User Guide

Django River ML allows you to easily deploy river online machine learning for a Django project. It is based off of chantilly with hopes of having similar design. We include example clients and a test application in tests. We are excited about what you might build with this, and please give us a ping. if you have a question, find a bug, or want to request a feature! This is an open source project and we are eager for your contribution. 🎉️

Quick Start

Once you have django-river-ml installed (Installation) you can do basic setup.

Setup

Add it to your INSTALLED_APPS along with rest_framework

INSTALLED_APPS = (
    ...
    'django_river_ml',
    'rest_framework',
    ...
)

Add django-river-ml’s URL patterns:

from django_river_ml import urls as django_river_urls
urlpatterns = [
    ...
    url(r'^', include(django_river_urls)),
    ...
]

If you use something like Django Rest Swagger for yur API documentation, registering the django_river_urls alongside your app should render the endpoints nicely in the user interface! E.g., to extend the above, we might have a set of API views (to show up in docs) and server views (to not show up):

from django_river_ml import urls as django_river_urls

from rest_framework_swagger.views import get_swagger_view
schema_view = get_swagger_view(title="Spack Monitor API")

server_views = [
    url(r"^api/docs/", schema_view, name="docs"),
]

urlpatterns = [
    ...
    path("", include("django_river_ml.urls", namespace="django_river_ml")),
    url(r"^", include((server_views, "api"), namespace="internal_apis")),
    ...
]

And this will render the Django River ML API alongside your other API prefixes. For example, here is Django River ML deployed under “ml”:

An example of Django River ML with ``URL_PREFIX`` "ml" showing up in the API docs

Settings

It is highly recommended that you minimally set these settings in your app settings.py and do not use the default of the plugin:

Title

Name

Default

Description

Example

APP_DIR

$root

Base directory for storing secrets and cache. Defaults to the root of the module installation (recommended to change)
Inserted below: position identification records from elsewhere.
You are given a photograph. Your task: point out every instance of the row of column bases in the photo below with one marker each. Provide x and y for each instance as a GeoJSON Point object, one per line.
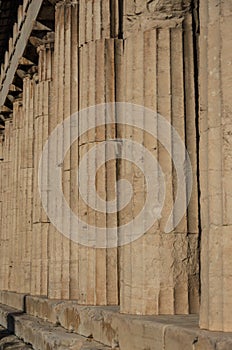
{"type": "Point", "coordinates": [158, 273]}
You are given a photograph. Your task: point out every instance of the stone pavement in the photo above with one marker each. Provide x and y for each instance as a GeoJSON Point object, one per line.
{"type": "Point", "coordinates": [11, 342]}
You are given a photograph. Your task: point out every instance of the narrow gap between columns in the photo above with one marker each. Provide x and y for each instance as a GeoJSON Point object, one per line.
{"type": "Point", "coordinates": [196, 32]}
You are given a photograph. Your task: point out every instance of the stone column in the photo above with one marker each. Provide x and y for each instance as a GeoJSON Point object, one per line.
{"type": "Point", "coordinates": [26, 185]}
{"type": "Point", "coordinates": [215, 165]}
{"type": "Point", "coordinates": [42, 113]}
{"type": "Point", "coordinates": [158, 272]}
{"type": "Point", "coordinates": [15, 190]}
{"type": "Point", "coordinates": [6, 172]}
{"type": "Point", "coordinates": [83, 76]}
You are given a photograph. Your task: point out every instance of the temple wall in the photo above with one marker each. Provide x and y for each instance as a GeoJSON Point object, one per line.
{"type": "Point", "coordinates": [145, 53]}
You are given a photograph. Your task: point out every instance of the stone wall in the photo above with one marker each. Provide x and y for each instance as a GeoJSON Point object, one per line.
{"type": "Point", "coordinates": [141, 52]}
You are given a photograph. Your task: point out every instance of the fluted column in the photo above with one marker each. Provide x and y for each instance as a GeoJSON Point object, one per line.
{"type": "Point", "coordinates": [159, 270]}
{"type": "Point", "coordinates": [42, 113]}
{"type": "Point", "coordinates": [215, 165]}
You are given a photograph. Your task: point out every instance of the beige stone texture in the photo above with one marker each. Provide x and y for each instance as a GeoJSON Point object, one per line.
{"type": "Point", "coordinates": [215, 161]}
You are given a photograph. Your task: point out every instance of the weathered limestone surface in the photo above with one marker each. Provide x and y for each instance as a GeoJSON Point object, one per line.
{"type": "Point", "coordinates": [75, 325]}
{"type": "Point", "coordinates": [215, 165]}
{"type": "Point", "coordinates": [93, 62]}
{"type": "Point", "coordinates": [141, 52]}
{"type": "Point", "coordinates": [159, 272]}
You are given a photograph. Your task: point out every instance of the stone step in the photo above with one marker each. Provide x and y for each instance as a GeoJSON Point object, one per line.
{"type": "Point", "coordinates": [106, 325]}
{"type": "Point", "coordinates": [43, 335]}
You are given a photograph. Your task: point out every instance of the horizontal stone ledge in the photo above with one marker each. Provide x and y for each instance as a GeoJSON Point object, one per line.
{"type": "Point", "coordinates": [43, 335]}
{"type": "Point", "coordinates": [107, 326]}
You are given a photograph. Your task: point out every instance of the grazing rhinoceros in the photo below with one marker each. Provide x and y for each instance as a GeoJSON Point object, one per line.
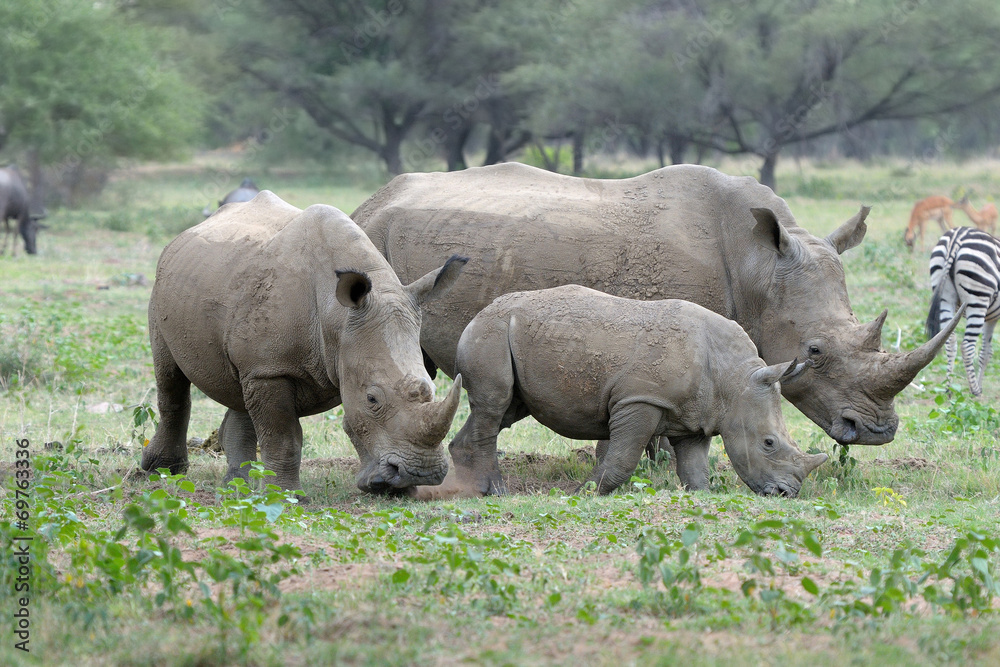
{"type": "Point", "coordinates": [247, 191]}
{"type": "Point", "coordinates": [589, 365]}
{"type": "Point", "coordinates": [686, 232]}
{"type": "Point", "coordinates": [14, 205]}
{"type": "Point", "coordinates": [278, 313]}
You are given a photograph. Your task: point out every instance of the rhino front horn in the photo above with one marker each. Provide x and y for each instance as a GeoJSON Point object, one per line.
{"type": "Point", "coordinates": [872, 332]}
{"type": "Point", "coordinates": [435, 418]}
{"type": "Point", "coordinates": [812, 461]}
{"type": "Point", "coordinates": [899, 370]}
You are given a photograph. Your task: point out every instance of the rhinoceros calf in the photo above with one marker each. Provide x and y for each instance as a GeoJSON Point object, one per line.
{"type": "Point", "coordinates": [589, 365]}
{"type": "Point", "coordinates": [278, 313]}
{"type": "Point", "coordinates": [683, 232]}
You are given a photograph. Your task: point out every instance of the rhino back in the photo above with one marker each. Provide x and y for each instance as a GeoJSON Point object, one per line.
{"type": "Point", "coordinates": [655, 236]}
{"type": "Point", "coordinates": [241, 293]}
{"type": "Point", "coordinates": [578, 353]}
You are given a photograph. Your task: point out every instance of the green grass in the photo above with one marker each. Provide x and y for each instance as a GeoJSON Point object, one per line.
{"type": "Point", "coordinates": [650, 575]}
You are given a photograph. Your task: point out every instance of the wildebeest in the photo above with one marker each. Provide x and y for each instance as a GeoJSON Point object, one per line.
{"type": "Point", "coordinates": [15, 205]}
{"type": "Point", "coordinates": [688, 232]}
{"type": "Point", "coordinates": [278, 313]}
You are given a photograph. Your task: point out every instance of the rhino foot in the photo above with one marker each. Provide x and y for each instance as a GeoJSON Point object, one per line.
{"type": "Point", "coordinates": [150, 464]}
{"type": "Point", "coordinates": [456, 485]}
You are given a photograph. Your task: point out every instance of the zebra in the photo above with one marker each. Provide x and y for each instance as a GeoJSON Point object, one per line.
{"type": "Point", "coordinates": [965, 269]}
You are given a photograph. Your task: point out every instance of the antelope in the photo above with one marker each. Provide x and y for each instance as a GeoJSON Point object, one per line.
{"type": "Point", "coordinates": [985, 219]}
{"type": "Point", "coordinates": [936, 208]}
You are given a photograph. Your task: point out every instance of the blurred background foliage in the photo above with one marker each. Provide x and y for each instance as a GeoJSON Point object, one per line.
{"type": "Point", "coordinates": [445, 84]}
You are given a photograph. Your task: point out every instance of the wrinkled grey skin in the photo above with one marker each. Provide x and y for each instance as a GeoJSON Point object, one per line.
{"type": "Point", "coordinates": [278, 313]}
{"type": "Point", "coordinates": [14, 205]}
{"type": "Point", "coordinates": [247, 191]}
{"type": "Point", "coordinates": [687, 232]}
{"type": "Point", "coordinates": [593, 366]}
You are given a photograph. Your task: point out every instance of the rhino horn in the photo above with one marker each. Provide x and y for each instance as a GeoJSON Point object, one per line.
{"type": "Point", "coordinates": [812, 461]}
{"type": "Point", "coordinates": [900, 369]}
{"type": "Point", "coordinates": [435, 418]}
{"type": "Point", "coordinates": [872, 332]}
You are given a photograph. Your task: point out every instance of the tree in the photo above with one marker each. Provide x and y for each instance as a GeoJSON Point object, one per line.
{"type": "Point", "coordinates": [777, 73]}
{"type": "Point", "coordinates": [82, 85]}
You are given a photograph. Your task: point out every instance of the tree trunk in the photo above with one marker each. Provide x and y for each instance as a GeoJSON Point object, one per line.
{"type": "Point", "coordinates": [578, 152]}
{"type": "Point", "coordinates": [550, 162]}
{"type": "Point", "coordinates": [767, 170]}
{"type": "Point", "coordinates": [390, 153]}
{"type": "Point", "coordinates": [455, 148]}
{"type": "Point", "coordinates": [494, 148]}
{"type": "Point", "coordinates": [678, 146]}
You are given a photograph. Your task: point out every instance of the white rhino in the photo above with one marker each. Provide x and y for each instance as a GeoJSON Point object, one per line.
{"type": "Point", "coordinates": [687, 232]}
{"type": "Point", "coordinates": [593, 366]}
{"type": "Point", "coordinates": [278, 313]}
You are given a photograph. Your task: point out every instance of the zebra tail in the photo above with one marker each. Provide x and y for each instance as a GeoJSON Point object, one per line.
{"type": "Point", "coordinates": [933, 325]}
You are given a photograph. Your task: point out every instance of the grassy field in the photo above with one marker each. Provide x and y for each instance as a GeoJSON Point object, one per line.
{"type": "Point", "coordinates": [888, 556]}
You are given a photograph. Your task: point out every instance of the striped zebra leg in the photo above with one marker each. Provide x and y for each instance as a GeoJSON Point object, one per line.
{"type": "Point", "coordinates": [951, 345]}
{"type": "Point", "coordinates": [987, 349]}
{"type": "Point", "coordinates": [975, 320]}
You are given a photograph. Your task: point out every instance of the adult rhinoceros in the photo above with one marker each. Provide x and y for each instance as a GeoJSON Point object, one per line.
{"type": "Point", "coordinates": [14, 205]}
{"type": "Point", "coordinates": [278, 313]}
{"type": "Point", "coordinates": [687, 232]}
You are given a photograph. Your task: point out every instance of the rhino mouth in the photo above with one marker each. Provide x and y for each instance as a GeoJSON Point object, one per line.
{"type": "Point", "coordinates": [850, 429]}
{"type": "Point", "coordinates": [779, 489]}
{"type": "Point", "coordinates": [391, 474]}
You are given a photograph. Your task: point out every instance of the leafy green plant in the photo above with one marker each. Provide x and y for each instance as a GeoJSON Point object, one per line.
{"type": "Point", "coordinates": [958, 412]}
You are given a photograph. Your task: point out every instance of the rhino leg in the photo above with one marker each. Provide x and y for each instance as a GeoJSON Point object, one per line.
{"type": "Point", "coordinates": [168, 447]}
{"type": "Point", "coordinates": [271, 405]}
{"type": "Point", "coordinates": [239, 442]}
{"type": "Point", "coordinates": [692, 461]}
{"type": "Point", "coordinates": [632, 427]}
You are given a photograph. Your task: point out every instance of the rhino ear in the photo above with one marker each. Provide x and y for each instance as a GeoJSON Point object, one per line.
{"type": "Point", "coordinates": [352, 287]}
{"type": "Point", "coordinates": [438, 281]}
{"type": "Point", "coordinates": [780, 372]}
{"type": "Point", "coordinates": [769, 232]}
{"type": "Point", "coordinates": [851, 232]}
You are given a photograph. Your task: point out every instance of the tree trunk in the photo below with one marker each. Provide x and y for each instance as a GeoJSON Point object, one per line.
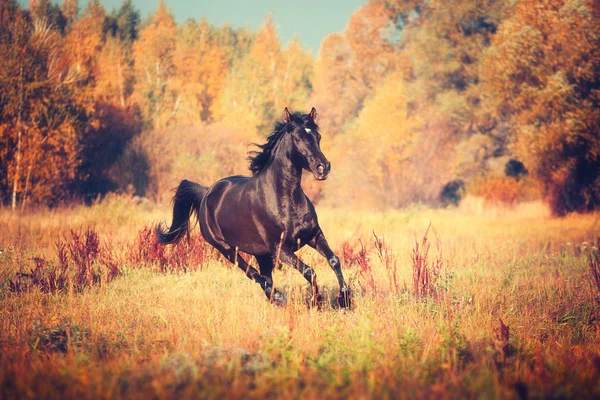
{"type": "Point", "coordinates": [17, 176]}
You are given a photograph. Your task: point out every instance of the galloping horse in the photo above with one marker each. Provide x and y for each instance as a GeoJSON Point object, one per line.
{"type": "Point", "coordinates": [266, 215]}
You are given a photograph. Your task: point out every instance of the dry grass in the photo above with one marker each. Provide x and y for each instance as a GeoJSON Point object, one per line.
{"type": "Point", "coordinates": [519, 315]}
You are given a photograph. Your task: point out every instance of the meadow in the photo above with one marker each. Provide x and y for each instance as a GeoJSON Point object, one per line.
{"type": "Point", "coordinates": [511, 308]}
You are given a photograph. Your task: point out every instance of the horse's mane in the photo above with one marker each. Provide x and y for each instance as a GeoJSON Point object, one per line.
{"type": "Point", "coordinates": [259, 159]}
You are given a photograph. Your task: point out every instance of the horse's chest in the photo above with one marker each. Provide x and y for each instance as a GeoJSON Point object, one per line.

os.path.dirname(os.path.abspath(__file__))

SHELVE_SECRET_KEY

None

Secret key for shelve (if STORAGE_BACKEND set to “shelve” (will be generated if not found)

fgayudsiushfdsfdf

JWT_SECRET_KEY

None

Secret key for json web tokens (if authentication enabled, and will be generated if not found)

fgayudsiushfdsfdf

The following additonal settings are available to set in your settings.py:

Title

Name

Default

Description

Example

URL_PREFIX

api

The api prefix to use for the endpoint

river

STORAGE_BACKEND

shelve

The storage backend to use, either shelve or redis (requires redis setup)

redis

REDIS_DB

river-redis

The redis database name, only used if STORAGE_BACKEND is set to redis

another-name

REDIS_HOST

localhost

The redis host name, only used if STORAGE_BACKEND is set to redis

redis-container

REDIS_PORT

6379

The redis port, only used if STORAGE_BACKEND is set to redis

1111

CACHE_DIR

None (and then is set to os.path.join(APP_DIR, "cache"))

The cache directory for tokens, recommended to set a custom APP_DIR and it will be a sub-directory cache there

/opt/cache

GENERATE_IDENTIFIERS

True

Always generate identifiers for predictions. If False, you can still provide an identifier to the predict endpoint to use.

True

DISABLE_AUTHENTICATION

True

For views that require authentication, disable them.

True

DOMAIN_URL

http://127.0.0.1:8000

Domain used in templates, and api prefix

https://ml-server

SESSION_EXPIRES_SECONDS

600

The number of seconds a session (upload request) is valid (10 minutes)

6000

TOKEN_EXPIRES_SECONDS

600

The number of seconds a token is valid (10 minutes)

6000

VIEW_RATE_LIMIT

10000/1day

View rate limit using django-ratelimit based on ipaddress

100/1day

VIEW_RATE_LIMIT_BLOCK

True

Given that someone goes over, are they blocked for a period?

False

VIEW_RATE_LIMIT_DISABLE

True

Globally disable rate limiting (ideal for development or for a heavily used learning server)

False

API_VIEWS_ENABLED

[]

Provide a list of view names (strings) to enable. If not set (empty list or None) all are enabled.

['predict', 'service_info', 'metrics', 'models', 'model_download', 'stats']

Custom Models

Django River ML has support for custom models, where a custom model is one you’ve defined in your application to use with river. In order for this to work, you will need to define your model somewhere in your app so it is importable across Django apps (e.g., and when Django River ML tries to unpickle a model object of that type, it will be found). If needed, we can further define a custom set of classes in settings that can be looked for via importlib, however the simple approch to define it in your app or otherwise install a module that makes it importable is suggested.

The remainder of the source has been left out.